Suite à l’adoption, en mars 2018, du décret relatif à l’agrément des services et dispositifs d’accompagnement des violences entre partenaires et des violences fondées sur le genre, le financement de ces services a été pérennisé. C’est important, parce que des dispositifs ont été mis en place, il y a un certain nombre d’années, de manière pilote, créés principalement par le secteur associatif, qui fonctionnent bien et qui nécessitaient d’être pérennisés pour ne pas dépendre des différents ministres successifs, quels que soient les ministres. Ces services nécessitaient une sécurisation et un financement assuré.
Vous évoquez, Madame la Députée, le Family Justice Center qui a été mis en place en Flandre. Ces centres sont des projets intéressants en termes de pluridisciplinarité, mais plusieurs associations, notamment en fonction de la réalité wallonne et de la manière dont ont émergé les associations que j’ai citées tout à l’heure en Wallonie, regrettaient que la politique menée au sein de ces centres soit souvent systémique et tournée vers la cellule familiale et la réconciliation. Ce n’est pas le modèle préconisé en Wallonie.
En effet, quand une femme ou un homme victime de violences conjugales trouve l’immense courage de porter plainte, la dernière chose qu’il a envie d’entendre, c’est qu’on lui propose spécialement une médiation avec l’auteur. Nous n’y sommes pas opposés sur le principe, mais sur le fond, il est apparu que la plus grande prudence était de mise avec cette approche. On est vite tourné vers le judiciaire, alors que notre réalité historique et pratique est basée sur des processus et des naissances d’associations.
Je sais qu’Anvers a été un des dispositifs qui a été suivi de modèles quand on a réalisé le premier Plan de lutte contre la violence à l’égard des femmes. C’est vrai qu’il y avait des mesures intéressantes.

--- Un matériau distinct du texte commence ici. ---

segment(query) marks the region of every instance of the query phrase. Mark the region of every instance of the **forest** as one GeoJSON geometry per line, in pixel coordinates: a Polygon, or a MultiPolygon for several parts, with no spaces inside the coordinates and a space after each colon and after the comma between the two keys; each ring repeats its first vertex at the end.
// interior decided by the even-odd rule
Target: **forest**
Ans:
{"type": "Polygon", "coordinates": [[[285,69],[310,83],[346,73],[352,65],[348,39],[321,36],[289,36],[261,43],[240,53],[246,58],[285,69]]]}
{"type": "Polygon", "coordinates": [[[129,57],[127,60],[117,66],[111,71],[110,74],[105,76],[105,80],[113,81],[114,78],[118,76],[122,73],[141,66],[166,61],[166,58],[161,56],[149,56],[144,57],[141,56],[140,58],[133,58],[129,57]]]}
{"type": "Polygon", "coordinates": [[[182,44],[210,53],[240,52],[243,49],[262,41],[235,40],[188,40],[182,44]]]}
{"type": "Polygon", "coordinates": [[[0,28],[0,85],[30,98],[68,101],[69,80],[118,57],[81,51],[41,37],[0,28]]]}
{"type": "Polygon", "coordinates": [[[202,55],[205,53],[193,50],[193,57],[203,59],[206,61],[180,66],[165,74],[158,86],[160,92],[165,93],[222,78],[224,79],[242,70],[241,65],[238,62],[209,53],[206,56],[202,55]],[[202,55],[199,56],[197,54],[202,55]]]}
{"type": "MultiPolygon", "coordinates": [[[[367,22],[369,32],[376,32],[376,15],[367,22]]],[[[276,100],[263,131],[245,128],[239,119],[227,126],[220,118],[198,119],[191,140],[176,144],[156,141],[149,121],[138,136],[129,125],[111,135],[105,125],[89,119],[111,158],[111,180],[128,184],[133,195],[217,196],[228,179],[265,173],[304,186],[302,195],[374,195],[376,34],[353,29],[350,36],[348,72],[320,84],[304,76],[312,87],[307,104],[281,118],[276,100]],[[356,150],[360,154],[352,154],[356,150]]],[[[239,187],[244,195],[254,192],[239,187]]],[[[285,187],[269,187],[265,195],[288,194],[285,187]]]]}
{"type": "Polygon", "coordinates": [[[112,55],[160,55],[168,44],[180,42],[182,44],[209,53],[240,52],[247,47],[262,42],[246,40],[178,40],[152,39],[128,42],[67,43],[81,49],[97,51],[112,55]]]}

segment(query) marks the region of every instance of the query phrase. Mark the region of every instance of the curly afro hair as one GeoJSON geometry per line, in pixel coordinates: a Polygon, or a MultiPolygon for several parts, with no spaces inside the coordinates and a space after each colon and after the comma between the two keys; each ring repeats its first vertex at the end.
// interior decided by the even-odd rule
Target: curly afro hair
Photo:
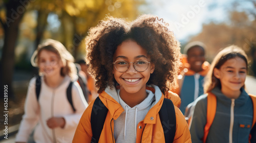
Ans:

Ici, le Family Justice Center vient aussi d’Anvers et la ministre fédérale, Mme Demir, avait proposé et presque conditionné le financement des coordinations provinciales à l’adoption de ce modèle Family Justice Center, alors qu’il était nécessaire d’avoir plus de coordination et de prise en compte de la réalité de notre Région.
Sur le plan judiciaire, la compétence ressort évidemment du Fédéral. C’est la raison pour laquelle, je soutiendrai une dynamique de concertation avec mes collègues du Fédéral et des autres entités fédérées, notamment dans le cadre de l’élaboration du nouveau plan d’action national sur la nécessité de financer la justice dans sa lutte et son suivi prioritaire des dossiers de violences genrées.
De manière générale, soyez assurée de ma volonté de mener en Wallonie, en bonne intelligence avec les autres entités du pays, une politique structurelle, ambitieuse et financée de manière concertée en matière de violences faites aux femmes.
Réplique de Sabine Roberty :
Madame la Ministre, si la reconnaissance juridique du féminicide est un enjeu crucial que nous n’aurons pas – vous venez de le rappeler – l’occasion de débattre ici, il n’en reste pas moins un phénomène horrible et détestable qui doit être combattu avec force et détermination.
La lutte contre les violences conjugales et toutes les formes de violences faites aux femmes est un combat de longue haleine, tant ces violences sont banalisées et répandues dans toutes les couches de la société.
Nous savons toutes et tous, ici, à quel point vous êtes attentive et sensible à cette problématique. Grâce à vos réponses, je ne doute pas un seul instant que nous allons avancer ensemble sur ces dossiers que je suivrai personnellement tout au long de cette législature.